Solcular Acaba Nerede ki?



Yıllardır solun en büyük güç kaynağı dil, din, ırk ayrımı yapmamasıdır ve sol bununla gururlanmıştır. Yeri gelmiş türban sorununun en ağır yaşandığı günlerde türbanın üniversitede serbest olmasını savunmuş; yeri gelmiş Alevilerin, Kürtlerin ve Ermenilerin yanında olmuş; işçilerin, öğrencilerin, işsizlerin, memurların, mağdurların bir araya gelmesine vesile olmuştur. Hatta kendi ülkesiyle sınırlı kalmayıp Filistin’i 1968’lerden beri savunmuştur. Çevrecilerle, transseksüellerle, gaylerle, lezbiyenlerle birlikte hareket etmiştir.
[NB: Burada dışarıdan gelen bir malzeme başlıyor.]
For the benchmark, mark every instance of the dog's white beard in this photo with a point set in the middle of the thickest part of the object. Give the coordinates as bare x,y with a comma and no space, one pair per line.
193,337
Ancak şu son zamanlardaki Afrika yardımlarını ele alırsak, sol son zamanlarda her nedense büyük bir sessizliğin içine gömüldü. Şimdi sol derken kendini sol olarak görenleri kastetmiyorum. Örneğin; Hulki Cevizoğlu’nun Türkiye'de ekonomik kriz yaşanırken, nerden çıktı bu Afrika'ya yardım? Tam bir ayranı yok içmeye, tahterevalli ile gider Afrika'ya örneği.demesini kaile almıyorum. Bu kadar yakışıksız cümleyi savunmanın açıklaması yoktur. Zaten benim sol dediğim ulusalcı-milliyetçiler değil sosyalist cenahtır. Yıllardır dünya olaylarına sessiz kalmakla suçladığımız devletin bu sese kulak vermesine rağmen gerektiği yerde destekleyip, gerektiği yerde eleştirme erdemini niye kullanamıyoruz ki? Gerçekten de Afrika’ya yardımlar çok önemli ve bizim açımızdan güzel olaylar ancak solcular niye çıkıp “El Beşir’i yıllardır savunurken niye şimdi başladı bu yardımlar, ne değişti?” diye soramıyor. Niye kimse en azından halkın başlattığı bu kampanyaları desteklemiyor. Yıllarca muhafazakâr kesim Filistin için eylemler yaparken, solcular da meydanları inletirken, şimdi ne değişti acaba da artık haklının veya muhafazakârların yanında olamıyor solcular? Eğer sosyalizmin içine ulusalcılık kaçmadıysa –yani ulusalcılar gibi AKP’yi veya muhafazakâr kesimi doğru ya da yanlış yapmaları önemsiz olmak koşuluyla sürekli eleştirmek, doğrularını karalamak– bu sessizliğin bir manası yok.  Muhafazakâr kesimle aynı yönde olmaktan niye çekiniyoruz ki? Onlar din birliği yaparken, biz solcular her zamanki gibi haklının, ezilenin yanında olmamamızın bir anlamı yok. Evet, şunu eleştirebiliriz: Artık ülkemiz kapitalizmin oyuncağı olmaktan, kapitalizmin oyuncusu olmuştur. Bunun en büyük örneği de Somali’dir. Büyük bir kapitalist mantığıyla El Beşir’e kucak açarken hükümetin hümanist olduğunu sanmak büyük bir saçmalıktır. Ama bu durumda bile yıllardır hümanistliğiyle övünen solcular acaba nerede ki?